The second witness, California-based Jasbir Singh, who was earlier declared untraceable by the CBI, had stated that on Nov 3, 1984, he had overheard Tytler commenting on the killing of Sikhs in his then constituency Sadar Bazar.

“… The analysis of all the evidence on record revealed that their statements were inconsistent, unreliable and unworthy of credit,” the CBI statement said.

The victims’ lawyer H.S. Phoolka submitted before the court that he wanted to inspect the final report. After hearing him, the court asked the CBI to give its reply by April 9.

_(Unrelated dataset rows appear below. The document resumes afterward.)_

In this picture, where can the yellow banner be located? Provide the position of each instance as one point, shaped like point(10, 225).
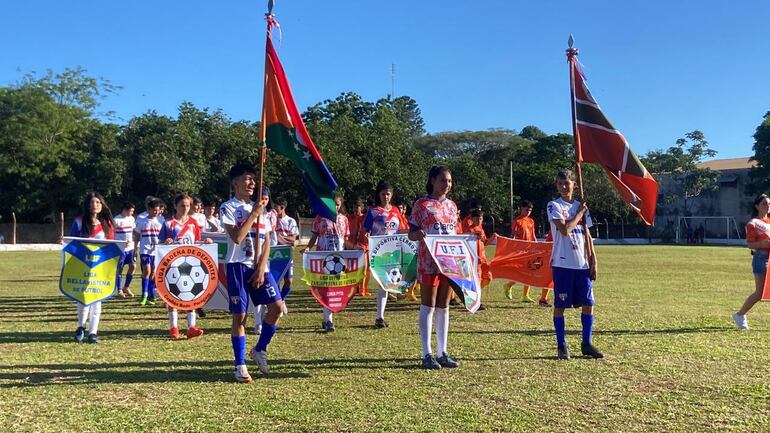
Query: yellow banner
point(89, 269)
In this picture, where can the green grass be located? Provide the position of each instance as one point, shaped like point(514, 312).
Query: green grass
point(674, 362)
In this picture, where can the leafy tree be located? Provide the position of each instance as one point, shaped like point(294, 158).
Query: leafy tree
point(760, 174)
point(681, 163)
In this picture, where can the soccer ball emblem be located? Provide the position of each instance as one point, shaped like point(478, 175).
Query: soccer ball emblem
point(334, 264)
point(186, 278)
point(394, 275)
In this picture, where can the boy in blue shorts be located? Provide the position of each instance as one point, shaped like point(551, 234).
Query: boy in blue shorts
point(573, 264)
point(248, 275)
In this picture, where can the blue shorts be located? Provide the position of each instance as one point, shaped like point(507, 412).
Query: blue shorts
point(572, 288)
point(240, 291)
point(128, 258)
point(146, 259)
point(759, 262)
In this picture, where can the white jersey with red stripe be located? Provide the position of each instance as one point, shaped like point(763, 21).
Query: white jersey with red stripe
point(234, 213)
point(185, 233)
point(124, 230)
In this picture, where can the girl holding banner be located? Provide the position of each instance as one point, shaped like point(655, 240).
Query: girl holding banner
point(329, 235)
point(182, 229)
point(434, 214)
point(382, 219)
point(758, 239)
point(95, 223)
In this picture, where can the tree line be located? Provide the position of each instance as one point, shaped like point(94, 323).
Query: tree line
point(55, 145)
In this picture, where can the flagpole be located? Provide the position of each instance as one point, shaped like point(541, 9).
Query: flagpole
point(571, 54)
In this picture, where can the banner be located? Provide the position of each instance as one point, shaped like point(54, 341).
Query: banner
point(524, 262)
point(186, 275)
point(333, 276)
point(393, 262)
point(456, 259)
point(89, 269)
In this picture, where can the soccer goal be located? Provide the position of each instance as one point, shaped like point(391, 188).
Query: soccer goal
point(707, 229)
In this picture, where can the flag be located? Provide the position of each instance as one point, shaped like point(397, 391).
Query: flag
point(597, 141)
point(525, 262)
point(284, 132)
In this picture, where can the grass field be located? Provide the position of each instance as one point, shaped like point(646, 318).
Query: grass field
point(674, 361)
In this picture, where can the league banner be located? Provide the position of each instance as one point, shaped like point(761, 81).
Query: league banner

Reacting strongly to the CBI’s clean chit, Phoolka, who has spearheaded one of the longest and most tortuous legal battles to gain justice for the victims of the 1984 riots, said the verdict was “upsetting”.

“Ever since the case went to the CBI, the agency has been eager to give Tytler a clean chit. We will not give up our fight yet,” said Phoolka.

“It is sad to see that even before the seal of the final report was opened, Tytler knew that he had got a clean chit.”

As the CBI decision was made public, hundreds of Sikhs who had gathered outside the court premises protested. They raised slogans against the Congress, the CBI and Tytler as well as other senior Congress leaders like Sajjan Kumar, who is contesting from the South Delhi constituency, for their alleged involvement in the riots.

“Despite this move by the CBI, we will continue our fight against the accused till our last breath. Our trust in the premier investigating agency is shattered,” said Amrit Singh Lovely, a victim of the riots.

This case was one of the seven cases registered by CBI relating to 1984 anti-Sikh riots - in which more than 3,000 people, of them 2,000 in Delhi alone, were killed in the immediate aftermath of the assassination of then prime minister Indira Gandhi by her Sikh bodyguards in October 1984.

The home ministry had taken the decision to hand the investigation to the CBI after examining the Justice Nanavati Commission report submitted in 2005.

The timing of the clean chit - just before the general elections - led the opposition Bharatiya Janata Party (BJP) to question its timing.

“The CBI has once again proven itself to be the Congress Bureau of Investigation,” said BJP spokesperson Prakash Javadekar, labelling it a politically motivated case.

Tytler was among the three prominent Congress leaders accused of having incited mobs. The two other leaders named were Sajjan Kumar, who is contesting from South Delhi, and the late H.K.L. Bhagat.

But the Congress, which has battled the charges for 25 years, refused to comment.

Donning the role of party spokesperson, Home Minister P. Chidambaram said: “The CBI has submitted its report. It would not be appropriate to comment on it as the matter is subjudice.”

Tytler, however, was jubilant.

“It is the media which has been keeping the issue alive. I am happy today that truth has prevailed. I will fight the election and I am hundred per cent sure that I will get the votes of all sections of the society.”